I can't tell you whether the net effect of this blog has been positive or negative for me.  I would say that here are some of the consequences:
  • I have had significantly more impact on my circles than I otherwise would have. For good or ill, when people in my circles are looking for resources and perspectives, my thoughts are quick at hand. There may be many thinkers in my church with better thoughts, but only their students have heard them.  I have had an impact disproportionate to my significance because I'm here.
  • I have gone from having pretty much everyone think of me as Ken the nice guy to sometimes being Ken the lightning rod. Most people who meet me think of me as easy-going and quite accommodating. There are advantages to keeping your thoughts to yourself or at the dinner table. 
  • Although at some point I have probably given everyone delight, I have also probably at some point raised everyone's eyebrows. My scholarly friends are no doubt occasionally surprised at some of the pragmatic things I say. My broader Christian friends are no doubt surprised at some of the Wesleyan things I say.  My Wesleyan friends are no doubt surprised at some of the scholarly things I say.  
  • I have written a lot more popular books than scholarly ones.  While I have found it very easy to crank out books through the blog, they have almost all been popular rather than scholarly in nature.  Young scholars might ask themselves that question, will blogging get me off task or help increase my name recognition as I begin to write scholarly articles and books? 
So I really can't decide whether the net benefit has been positive or negative.  At times it has kept me sane.  At times it has caused me fits of insanity. At times it has allowed me to have an impact I wouldn't have had on important issues and situations.

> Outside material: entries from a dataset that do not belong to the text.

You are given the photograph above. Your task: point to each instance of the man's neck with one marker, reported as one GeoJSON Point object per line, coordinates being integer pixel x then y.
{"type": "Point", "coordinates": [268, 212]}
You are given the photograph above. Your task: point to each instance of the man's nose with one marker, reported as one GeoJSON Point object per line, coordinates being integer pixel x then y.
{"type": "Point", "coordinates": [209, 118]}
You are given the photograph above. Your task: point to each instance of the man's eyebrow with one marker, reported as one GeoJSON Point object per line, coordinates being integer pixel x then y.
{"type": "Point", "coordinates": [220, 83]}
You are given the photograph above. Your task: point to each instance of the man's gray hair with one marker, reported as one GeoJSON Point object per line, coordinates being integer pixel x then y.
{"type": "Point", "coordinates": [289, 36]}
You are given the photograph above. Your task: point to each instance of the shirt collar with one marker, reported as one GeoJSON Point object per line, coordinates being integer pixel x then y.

What do you all think? :-)

7 comments:

Rick said...

I don't agree with much of what you write (sometimes you seem to try too hard to be a contrarian to the evangelical faith), but overall your blog is a positive, so please keep it up!

If anything, more Wesleyan/Arminian voices are needed to provide balance to the Reformed views that are so numerous.

Jenny Hillebrand said...

I very much enjoy your thoughts, both scholarly and Wesleyan. As I am not American the politics don't hit quite so hard. Please don't stop!

James McGrath said...

Happy blogiversary!

Susan Moore said...

I keep thinking about what Pastor DeNeff talked about in the College Wesleyan Church three sermons ago. In his sermon he used an analogy of putting together a 1500 piece puzzle. He used that analogy to represent something else, but in my mind it represented each denomination working on its own separate section of the puzzle. Each getting its own 8-10 pieces together. But without people working to connect the various sections together, there can be no unified Church. None of us are 100% right, or we'd be glorified in heaven already. It seems parachurch ministries are one non-confrontational opportunity for people from even conflicting denominations to get to know and love each other, and to work side-by-side for the good of others. I’m beginning to appreciate blogging as being an avenue that people can take to visit and discuss the views of others. There has to be a way for people of varying views to hear each other out, mull it over, and pray about it. If nothing else, it provides great practice at loving and forgiving! :-)
Susan

John Mark said...

I have benefited from your blog. With my ADHD afflicted mind and limited theological education, at times you are over my head, which hasn't stopped my from trying to be in on the conversation, alas. But I have learned things from you I never heard anywhere else. Your NT survey book was very helpful to me, for example. And frankly we need more Wesleyan oriented blogs in a world which is very oriented towards Calvinism and cultural fundamentalism, in addition to the increasing pluralism.
I agree, you come off sometimes as contrarian, and aren't (in my mind) as accessible to the non academic as, say, Roger Olson. But sincere thanks for your work. I have wondered at times why you haven't published more academic stuff (not that I will necessarily read it :)).
As for politics, you and Drury make me think....I think you both try to needle social conservatives a bit, perhaps for the fun of it, or for more serious reasons.
So keep on, I say, until it no longer makes sense for you to do so.

Ken Schenck said...

Thanks for taking the ride with me all...

Martin LaBar said...

Thanks for writing. Keep it up. And, again, happy birthday (not on the date of your post, but a few days later.)